Our Paris sojourn has delivered many unexpected gifts. Most recently, snow in quantities rarely seen in the city, especially so early in winter. How much more beautiful can this city get? And now, with the melting snow, the Seine is so high that the Bateaux Mouches cannot fit under the bridges (giving the local residents a temporary reprieve from their insane flood lights at night). What has come as the biggest surprise, though, is how much people have figured in what we had imagined would be primarily a duet in a city desert. The visits of family and friends have given us greater pleasure than we could ever have imagined. And there have been new friendships full of kindness and generosity. Shared meals in restaurants, introducing us to delights we would never have found, and in our studio, miraculously served around the small trestle table from our two-hotplate kitchen.
One memorable and random gift is sprinkled with the snow of early December. We’d just returned from accompanying our daughter Alice and her partner Greg to the airport, it was mid-afternoon and I checked my email. There was a message from the American Cathedral: can you do a funeral tomorrow for a family that want a female Episcopal priest? The next day was John’s birthday, but it was such an out of the ordinary request how could I possible say no? So, I found myself in the early evening sitting around the trestle table with a French photojournalist and his American wife listening to his family story and his desire that his mother be buried by a woman.

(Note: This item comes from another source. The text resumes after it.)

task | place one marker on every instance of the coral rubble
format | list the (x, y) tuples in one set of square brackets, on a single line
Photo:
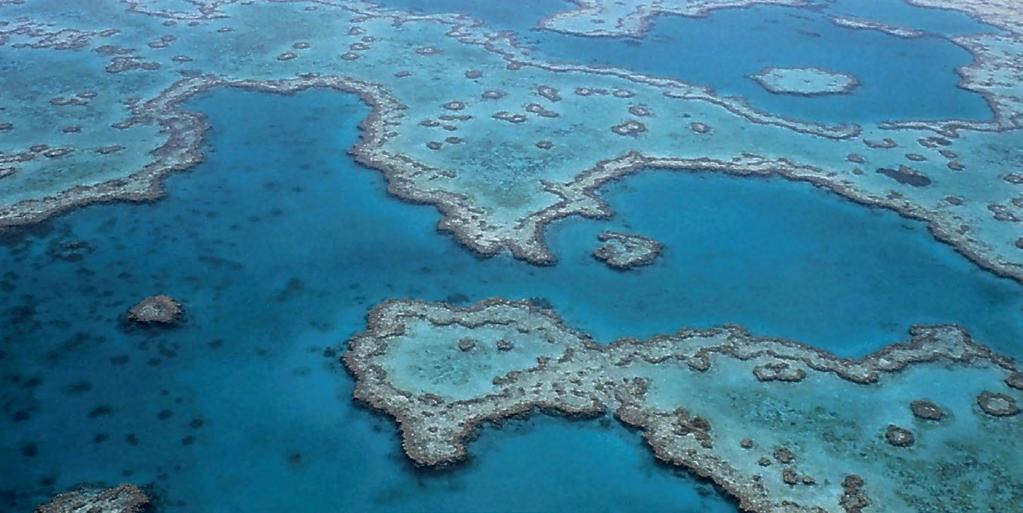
[(825, 439)]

His mother, he said, had described herself as “neutral” when it came to religion. Thelma been born in the U.S. and whilst her heritage was Middle Eastern and orthodox, she was baptised an Episcopalian. She had spent most of her life in France, though, marrying Albert, a secular Jew of Georgian descent. Their only son was anything but neutral. Not because he was a devout practitioner of any religion, but because he had encountered evil. He had smelt it on the streets in Rwanda, seen its imprint in Bosnia. He understood how evil can creep in, catching us unaware, eating away the fragile bonds between us, destroying everything in its path. For all this, for all that he had witnessed evil’s dark presence, he also knew, and believed in, the power of love. His mother’s last years had been muddied by failing health, hers and Albert’s, and relationships had been damaged. Had evil crept in the door? He wanted prayers: for the safety of his mother’s immortal soul.

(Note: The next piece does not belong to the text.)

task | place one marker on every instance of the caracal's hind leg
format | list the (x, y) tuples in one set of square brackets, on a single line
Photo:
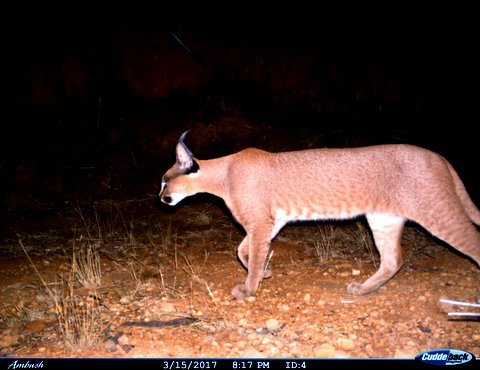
[(387, 232)]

What can we say in the face of evil? If Thelma had been Jewish we would have said the Kaddish, a bold declaration of faith in God’s goodness and providence in the face of death. It feels stubborn and defiant, helpfully so. The Christian response is equally bold: resurrection. “Go tell my brothers”, Jesus said in his appearance to Mary Magdalene, “I am ascending to my Father and your Father, to my God and your God.” God is just as I have shown you, he is saying, Love wins.
We gathered the next day at Montparnasse Cemetery, just a handful of us, a few metres from the starkly bare graves of Jean Paul Sartre and Simone de Beauvoir, to pray for Thelma, for her ailing husband, her son and daughter-in-law, for eternal rest and for healing. The more than cold day was turning icy, and snow began to steadily fall. But we still told her story, and read Saint Paul’s words about the persistence of love, in English and in French. Then, into the silence of the falling snow, a young Polish opera student offered the gift of song. Eternity could hardly be more beautiful. We laid Thelma’s body in the grave, and one by one offered pink roses to the earth, with prayer. The last rose was placed by the soprano as she sang the final notes of her song.
“I’ve never been so cold,” John said afterwards. But it may be that I’ve never been so warm. “Wash me and I shall be whiter than snow,” David cried in the aftermath of the destruction unleashed by his taking of Uriah’s wife (Psalm 51.7). Standing in Montparnasse that day in the falling snow you could almost see our longing for redemption being met by the love of God.
By the time we got home my feet were wet and frozen. Now I have been able to purchase some boots, with grateful thanks to Thelma’s daughter-in-law. Albert died the following day. May they both, Thelma and Albert, rest in peace.